Just then, a tall well built, blond
man, in a white coat, strolled into the room, with an easy stride.
"I'm Rhys-Jones, the surgical
resident," he introduced himself, with an Oxbridge drawl. “May I ask what the hell you’re
doing? The man's brain is lying beside
him on the bed and you're looking for pupillary reflexes. You're not going to find any, he's
dead!"
I felt stupid, not for the first time and
certainly not for the last. Even then, I
knew it doesn't last long.
"Come on, lad, there’s nothing
you can do here. We better give the
coroner a call, this will require an autopsy.
Only, of course,” he added with a grim smile, "if you didn't get a pupillary
reflex. You must be the new intern from Ireland, Lord save us," he
said, with a mock Irish accent. And
since you have cleared the waiting room, you might just want to stop at my flat
on your way home for a quick glass of Kentish cider."
Heffan Rhys-Jones turned out to be a
helpful colleague and a good friend, apart from the fact that he never allowed
me to forget the circumstances of our first meeting. He never hesitated, after
a couple of drinks to regale our friends with the story (lapsing into a mock Irish accent), 'of
himself checking for reflexes in a poor old soul, who's brain was sitting on
the gurney beside him'.
Hef, as he was nicknamed was
married and had a little girl about a year older than my own daughter.
One of the most useful things he
introduced me to was the illegal Kentish Apple-Jack that the farmers in those
parts illegally distilled from fermented Cider.
This was a brandy that was at least 40 proof and I suspect a good deal
more.
“I can get us a good big crock of it
for about ten shillings.
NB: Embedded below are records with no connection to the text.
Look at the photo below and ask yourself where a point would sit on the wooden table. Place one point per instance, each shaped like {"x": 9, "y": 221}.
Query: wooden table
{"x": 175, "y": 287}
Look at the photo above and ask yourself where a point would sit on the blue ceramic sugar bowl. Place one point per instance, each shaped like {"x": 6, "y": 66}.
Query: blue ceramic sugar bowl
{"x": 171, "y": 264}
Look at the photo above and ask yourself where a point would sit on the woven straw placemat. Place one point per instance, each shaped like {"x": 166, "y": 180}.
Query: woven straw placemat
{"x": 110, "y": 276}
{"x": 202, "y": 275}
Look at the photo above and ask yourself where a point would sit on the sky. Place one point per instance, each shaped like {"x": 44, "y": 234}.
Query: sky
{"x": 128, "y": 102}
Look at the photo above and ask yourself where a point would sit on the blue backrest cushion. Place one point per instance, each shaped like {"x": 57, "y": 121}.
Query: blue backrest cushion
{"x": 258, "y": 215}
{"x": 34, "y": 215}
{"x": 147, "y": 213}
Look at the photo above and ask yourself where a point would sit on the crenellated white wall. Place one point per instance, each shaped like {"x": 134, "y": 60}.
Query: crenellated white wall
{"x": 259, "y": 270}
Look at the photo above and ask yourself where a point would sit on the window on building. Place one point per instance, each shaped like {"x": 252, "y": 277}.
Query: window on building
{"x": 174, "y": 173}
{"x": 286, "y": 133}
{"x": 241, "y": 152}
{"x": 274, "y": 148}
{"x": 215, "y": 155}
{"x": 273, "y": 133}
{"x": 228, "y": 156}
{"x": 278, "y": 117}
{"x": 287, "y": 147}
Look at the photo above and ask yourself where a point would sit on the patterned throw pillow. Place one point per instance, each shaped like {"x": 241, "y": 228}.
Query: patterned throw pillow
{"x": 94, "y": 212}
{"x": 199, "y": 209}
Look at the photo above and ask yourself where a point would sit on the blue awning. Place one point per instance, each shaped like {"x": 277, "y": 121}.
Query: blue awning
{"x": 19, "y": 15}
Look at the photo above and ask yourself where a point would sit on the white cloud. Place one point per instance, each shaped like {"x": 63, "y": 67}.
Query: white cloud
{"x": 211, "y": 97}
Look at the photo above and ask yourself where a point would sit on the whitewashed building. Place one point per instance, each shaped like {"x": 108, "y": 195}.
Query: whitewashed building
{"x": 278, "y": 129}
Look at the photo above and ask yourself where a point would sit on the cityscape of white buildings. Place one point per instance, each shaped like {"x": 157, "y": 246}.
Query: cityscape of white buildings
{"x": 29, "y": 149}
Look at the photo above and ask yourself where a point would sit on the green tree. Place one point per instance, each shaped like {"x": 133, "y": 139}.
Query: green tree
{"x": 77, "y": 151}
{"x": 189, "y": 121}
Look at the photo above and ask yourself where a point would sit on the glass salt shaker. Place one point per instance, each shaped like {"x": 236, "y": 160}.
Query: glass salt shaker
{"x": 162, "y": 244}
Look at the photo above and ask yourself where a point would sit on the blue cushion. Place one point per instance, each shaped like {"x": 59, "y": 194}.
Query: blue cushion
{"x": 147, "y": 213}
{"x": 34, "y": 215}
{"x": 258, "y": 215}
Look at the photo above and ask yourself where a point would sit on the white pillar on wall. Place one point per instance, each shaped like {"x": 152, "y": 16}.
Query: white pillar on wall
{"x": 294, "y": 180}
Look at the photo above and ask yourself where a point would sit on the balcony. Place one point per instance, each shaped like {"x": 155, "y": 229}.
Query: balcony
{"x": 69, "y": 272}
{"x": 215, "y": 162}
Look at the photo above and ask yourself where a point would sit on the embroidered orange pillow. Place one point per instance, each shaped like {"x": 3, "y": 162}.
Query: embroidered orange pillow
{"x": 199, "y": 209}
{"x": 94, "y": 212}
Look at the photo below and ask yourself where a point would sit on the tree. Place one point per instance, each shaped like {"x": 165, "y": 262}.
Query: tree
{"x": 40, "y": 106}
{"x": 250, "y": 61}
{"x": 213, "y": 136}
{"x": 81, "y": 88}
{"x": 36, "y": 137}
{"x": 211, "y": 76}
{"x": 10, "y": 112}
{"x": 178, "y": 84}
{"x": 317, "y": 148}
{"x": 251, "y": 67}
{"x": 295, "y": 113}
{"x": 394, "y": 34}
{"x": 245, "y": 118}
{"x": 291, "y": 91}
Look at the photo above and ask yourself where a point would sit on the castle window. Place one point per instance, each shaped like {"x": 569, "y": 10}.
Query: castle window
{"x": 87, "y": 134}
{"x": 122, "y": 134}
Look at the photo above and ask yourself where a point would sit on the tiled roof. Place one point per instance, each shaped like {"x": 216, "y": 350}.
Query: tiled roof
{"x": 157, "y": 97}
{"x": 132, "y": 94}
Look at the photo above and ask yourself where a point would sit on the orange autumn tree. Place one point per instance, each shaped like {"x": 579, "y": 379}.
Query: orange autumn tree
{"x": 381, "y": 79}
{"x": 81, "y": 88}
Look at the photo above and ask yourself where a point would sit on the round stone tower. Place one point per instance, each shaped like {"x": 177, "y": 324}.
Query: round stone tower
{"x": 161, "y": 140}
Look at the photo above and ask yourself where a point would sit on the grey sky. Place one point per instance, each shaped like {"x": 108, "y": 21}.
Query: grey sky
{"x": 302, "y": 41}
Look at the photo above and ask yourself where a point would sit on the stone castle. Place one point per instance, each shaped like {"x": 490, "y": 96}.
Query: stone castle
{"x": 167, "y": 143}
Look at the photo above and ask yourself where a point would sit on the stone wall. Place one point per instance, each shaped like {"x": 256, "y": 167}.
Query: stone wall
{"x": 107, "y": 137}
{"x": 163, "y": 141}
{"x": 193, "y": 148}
One of the ambulance drivers has contacts. Why don’t
you ante up five bob and we’ll buy one between us” he said. “It’ll probably last us the whole year.”
The prospect of having enough to
drink was enough to make two impecunious interns think they’d died and gone to
heaven.
“Okay,” I said, forking over my
five shillings.
Three days later I got an urgent
call from Hef. We both lived in flats
owned by the hospital in houses that were just across the plum orchard that
opened onto the hospital back door across from ours.
“Can you drop over here, Dear Boy,
on your way home and help me to move this damn Crock that that the ambulance
drivers dumped in the middle of our kitchen?
A bloody great ambulance pulled up at our door and three ambulance drivers
only just managed to get this huge earthen wear crock into our house and dumped
it in the middle of the kitchen, took the ten bob and took off as fast as they
could.”
No wonder, I thought. They could go to jail for illicit spirits
dealing. “I’ll be right there,” I said,
“We can sample some.”
“We can try,” he said. I didn’t know what he meant.
Twenty minutes later I arrived at
their door.
“Thank goodness you’re here,” said
Megan, “I can’t do a thing in the kitchen with this great big thing in the
middle of the floor.”
I walked into the kitchen and there
it stood. A large three foot high stone
jar, light brown upper half and dark brown in its lower portion. We barely managed to waltz it into a corner
between us.
“We’re never going to get a drink
out of that,” I said, despondently. “How
can we tip that?”
“There’s more than one way to skin a
cat,” said Hef, in a way that I knew we would be getting a drink out of it very
soon! And we did, for an entire year!